M. Levtchenko, chef de file local du PR, n'a pas écarté l'hypothèse d'un référendum, pour « défendre les intérêts du Donbass » dans le cadre unitaire ukrainien. Mais il a reconnu que les négociations étaient difficiles : « Il n'y a pas uncentre unique de prise de décision » chez les militants. Sans parler du fait que la crédibilité du PR est proche du néant, alors que le parti prospérait sous M. Ianoukovitch. Tout un système de clientélisme et d'enrichissement est compromis. A Lougansk, mercredi, son candidat à la présidentielle, Mikhaïlo Dobkine, a dû s'enfuir en courant après avoir été refoulé par les militants devant le bâtiment des services spéciaux (SBU) qu'ils tiennent toujours.

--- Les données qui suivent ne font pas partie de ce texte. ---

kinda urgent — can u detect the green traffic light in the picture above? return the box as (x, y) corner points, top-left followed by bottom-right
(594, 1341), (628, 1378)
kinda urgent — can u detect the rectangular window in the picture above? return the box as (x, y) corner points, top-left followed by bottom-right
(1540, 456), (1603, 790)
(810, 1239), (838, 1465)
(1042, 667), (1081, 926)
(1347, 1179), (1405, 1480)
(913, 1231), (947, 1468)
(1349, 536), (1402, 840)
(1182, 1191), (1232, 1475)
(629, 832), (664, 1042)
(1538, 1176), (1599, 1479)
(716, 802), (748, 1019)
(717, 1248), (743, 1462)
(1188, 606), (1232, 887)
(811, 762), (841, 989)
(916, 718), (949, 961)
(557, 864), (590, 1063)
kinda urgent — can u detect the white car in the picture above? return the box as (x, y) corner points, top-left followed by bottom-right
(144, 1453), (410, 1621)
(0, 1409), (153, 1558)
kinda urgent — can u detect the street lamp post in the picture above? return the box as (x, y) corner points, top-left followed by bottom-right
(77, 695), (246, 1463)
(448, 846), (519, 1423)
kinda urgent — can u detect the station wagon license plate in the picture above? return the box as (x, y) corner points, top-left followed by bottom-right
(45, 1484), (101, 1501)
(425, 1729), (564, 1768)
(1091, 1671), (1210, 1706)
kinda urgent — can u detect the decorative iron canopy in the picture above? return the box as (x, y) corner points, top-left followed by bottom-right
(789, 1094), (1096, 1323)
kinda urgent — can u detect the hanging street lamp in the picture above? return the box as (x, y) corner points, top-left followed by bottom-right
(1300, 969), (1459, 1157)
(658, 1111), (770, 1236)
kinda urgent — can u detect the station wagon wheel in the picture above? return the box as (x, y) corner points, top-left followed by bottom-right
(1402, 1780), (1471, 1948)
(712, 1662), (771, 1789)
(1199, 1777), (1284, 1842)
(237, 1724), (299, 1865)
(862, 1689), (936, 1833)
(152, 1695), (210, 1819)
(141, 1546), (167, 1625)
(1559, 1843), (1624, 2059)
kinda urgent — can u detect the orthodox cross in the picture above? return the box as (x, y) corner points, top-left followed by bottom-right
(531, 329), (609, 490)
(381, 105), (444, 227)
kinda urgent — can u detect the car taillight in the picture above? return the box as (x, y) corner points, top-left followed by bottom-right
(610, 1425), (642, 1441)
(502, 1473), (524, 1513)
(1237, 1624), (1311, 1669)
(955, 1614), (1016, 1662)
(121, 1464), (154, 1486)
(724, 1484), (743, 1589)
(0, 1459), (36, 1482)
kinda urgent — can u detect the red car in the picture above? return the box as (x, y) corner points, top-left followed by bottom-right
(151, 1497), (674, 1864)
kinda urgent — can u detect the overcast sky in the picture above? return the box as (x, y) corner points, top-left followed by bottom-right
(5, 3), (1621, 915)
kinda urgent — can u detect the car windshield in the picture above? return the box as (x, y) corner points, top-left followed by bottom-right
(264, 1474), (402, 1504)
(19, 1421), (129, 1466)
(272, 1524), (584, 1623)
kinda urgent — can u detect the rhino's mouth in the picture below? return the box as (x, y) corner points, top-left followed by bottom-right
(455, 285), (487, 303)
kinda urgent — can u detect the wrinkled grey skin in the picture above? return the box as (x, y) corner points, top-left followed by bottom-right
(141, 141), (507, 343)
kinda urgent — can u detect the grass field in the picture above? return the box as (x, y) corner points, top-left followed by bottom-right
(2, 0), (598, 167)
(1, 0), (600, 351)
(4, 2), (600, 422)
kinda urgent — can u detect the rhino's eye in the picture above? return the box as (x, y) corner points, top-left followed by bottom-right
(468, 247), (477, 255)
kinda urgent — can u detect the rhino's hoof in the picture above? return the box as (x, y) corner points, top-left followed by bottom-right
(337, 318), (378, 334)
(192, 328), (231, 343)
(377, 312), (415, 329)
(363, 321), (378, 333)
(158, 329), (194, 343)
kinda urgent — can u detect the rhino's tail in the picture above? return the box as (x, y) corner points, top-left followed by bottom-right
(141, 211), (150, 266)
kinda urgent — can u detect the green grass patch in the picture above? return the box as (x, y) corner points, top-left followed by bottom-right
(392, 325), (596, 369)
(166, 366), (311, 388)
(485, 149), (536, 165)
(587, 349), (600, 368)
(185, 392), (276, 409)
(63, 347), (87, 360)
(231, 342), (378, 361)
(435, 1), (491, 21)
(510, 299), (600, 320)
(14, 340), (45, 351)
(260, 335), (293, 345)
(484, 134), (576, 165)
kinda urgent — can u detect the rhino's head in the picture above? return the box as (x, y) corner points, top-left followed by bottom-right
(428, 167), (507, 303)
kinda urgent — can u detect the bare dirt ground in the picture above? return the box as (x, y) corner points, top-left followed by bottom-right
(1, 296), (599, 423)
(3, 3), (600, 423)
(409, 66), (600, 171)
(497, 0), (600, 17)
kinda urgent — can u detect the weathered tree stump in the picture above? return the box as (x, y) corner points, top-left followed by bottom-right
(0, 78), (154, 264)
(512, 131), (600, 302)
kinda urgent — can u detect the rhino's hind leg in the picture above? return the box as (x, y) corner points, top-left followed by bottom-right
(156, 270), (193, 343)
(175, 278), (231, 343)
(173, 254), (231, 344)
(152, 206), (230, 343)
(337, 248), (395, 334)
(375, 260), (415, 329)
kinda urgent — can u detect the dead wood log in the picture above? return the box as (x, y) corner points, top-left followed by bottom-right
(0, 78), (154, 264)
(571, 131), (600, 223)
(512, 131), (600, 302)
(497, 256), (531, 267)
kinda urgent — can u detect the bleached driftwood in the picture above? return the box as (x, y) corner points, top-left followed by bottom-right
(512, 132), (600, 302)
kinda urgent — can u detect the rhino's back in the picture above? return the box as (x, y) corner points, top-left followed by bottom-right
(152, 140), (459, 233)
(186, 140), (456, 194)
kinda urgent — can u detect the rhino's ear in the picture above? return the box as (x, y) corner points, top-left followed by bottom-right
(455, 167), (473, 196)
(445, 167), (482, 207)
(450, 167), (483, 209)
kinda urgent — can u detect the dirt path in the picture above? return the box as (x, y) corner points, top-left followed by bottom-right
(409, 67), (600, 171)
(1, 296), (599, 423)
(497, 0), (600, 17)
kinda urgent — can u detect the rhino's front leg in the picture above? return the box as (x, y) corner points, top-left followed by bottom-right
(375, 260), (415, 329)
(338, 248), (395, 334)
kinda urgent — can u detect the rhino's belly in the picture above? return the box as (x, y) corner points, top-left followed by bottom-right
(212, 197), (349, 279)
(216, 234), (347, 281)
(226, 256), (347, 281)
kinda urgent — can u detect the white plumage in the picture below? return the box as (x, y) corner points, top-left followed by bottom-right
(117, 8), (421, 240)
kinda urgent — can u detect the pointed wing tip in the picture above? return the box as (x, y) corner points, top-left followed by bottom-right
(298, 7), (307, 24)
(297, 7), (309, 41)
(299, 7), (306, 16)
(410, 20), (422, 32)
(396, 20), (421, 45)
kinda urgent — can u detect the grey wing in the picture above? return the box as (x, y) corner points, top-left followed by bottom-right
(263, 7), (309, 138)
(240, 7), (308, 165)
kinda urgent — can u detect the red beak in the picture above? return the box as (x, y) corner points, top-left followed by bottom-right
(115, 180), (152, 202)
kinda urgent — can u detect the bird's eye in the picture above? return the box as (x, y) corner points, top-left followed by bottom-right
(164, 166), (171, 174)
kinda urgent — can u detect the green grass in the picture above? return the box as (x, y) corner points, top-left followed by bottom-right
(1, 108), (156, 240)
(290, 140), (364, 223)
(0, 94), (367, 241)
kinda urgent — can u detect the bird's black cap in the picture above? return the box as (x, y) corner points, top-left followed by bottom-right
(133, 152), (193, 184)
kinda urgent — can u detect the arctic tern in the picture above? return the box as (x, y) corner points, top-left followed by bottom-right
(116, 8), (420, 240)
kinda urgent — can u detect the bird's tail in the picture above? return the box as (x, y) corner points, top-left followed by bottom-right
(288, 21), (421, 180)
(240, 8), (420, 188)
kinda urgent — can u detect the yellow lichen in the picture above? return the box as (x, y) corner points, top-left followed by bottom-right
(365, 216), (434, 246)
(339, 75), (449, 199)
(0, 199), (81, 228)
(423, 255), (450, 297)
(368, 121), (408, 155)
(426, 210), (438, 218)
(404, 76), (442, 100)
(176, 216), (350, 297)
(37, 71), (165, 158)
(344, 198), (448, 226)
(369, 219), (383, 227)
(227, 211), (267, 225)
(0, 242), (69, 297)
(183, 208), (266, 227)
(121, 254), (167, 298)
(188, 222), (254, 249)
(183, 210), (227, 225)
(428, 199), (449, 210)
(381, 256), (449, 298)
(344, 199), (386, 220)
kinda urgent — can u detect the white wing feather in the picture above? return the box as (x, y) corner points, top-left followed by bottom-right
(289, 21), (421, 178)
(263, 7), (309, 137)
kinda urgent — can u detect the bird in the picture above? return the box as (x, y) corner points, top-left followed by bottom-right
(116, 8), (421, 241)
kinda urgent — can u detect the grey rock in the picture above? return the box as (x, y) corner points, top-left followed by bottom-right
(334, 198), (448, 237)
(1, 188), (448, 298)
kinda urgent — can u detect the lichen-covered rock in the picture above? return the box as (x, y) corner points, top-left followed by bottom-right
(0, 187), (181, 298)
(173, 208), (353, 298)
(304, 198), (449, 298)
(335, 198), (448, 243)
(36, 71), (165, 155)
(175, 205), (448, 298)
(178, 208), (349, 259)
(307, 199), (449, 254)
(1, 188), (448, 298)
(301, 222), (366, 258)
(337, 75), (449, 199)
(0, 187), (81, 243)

KIEV PLAIDE LA RETENUE TACTIQUE

Nouveau pouvoir affaibli, opposition décrédibilisée, Russes aux aguets de l'autre côté de la frontière : le mélange est explosif. Les réseaux sociaux bruissent de rumeurs sur des infiltrations russes. Les services ukrainiens multiplient les annonces fracassantes et invérifiables sur les arrestations d'agents envoyés par Moscou. Mais la facilité avec laquelle quelques centaines de manifestants ont pu s'emparer de bâtiments de l'administration régionale ou du SBU, à Kharkiv, Donetsk et Lougansk, sans résistance, trahit le pouls erratique de l'Etat ukrainien.

Kiev a plaidé la retenue tactique, pour ne pas envenimer la situation. Mais le mal est fait : d'une certaine façon, Moscou a déjà gagné. Une opération militaire dans l'Est n'est pas indispensable, même si cette option demeure possible, malgré ses risques extravagants. Si l'objectif russe, après l'annexion de la Crimée, consistait à faire saigner Kiev de toutes ses artères – le gaz, les crédits, la légitimité électorale –, il est atteint.

La verticale du pouvoir que le clan Ianoukovitch avait bâtie pour s'enrichir s'est effondrée. A présent, les oligarques alliés à Kiev tentent de compenser les faiblesses d'un Etat anémique. L'autorité centrale est exceptionnellement affaiblie, alors qu'elle est confrontée à des défis sans équivalent depuis la chute de l'Union soviétique et l'indépendance acquise en 1991 : la crise budgétaire inouïe, la corruption métastasée, l'intégrité territoriale menacée, la tenue incertaine de l'élection présidentielle le 25 mai. Sans parler du fossé qui se creuse entre Ukrainiens au sujet de leur vie commune, passée et future.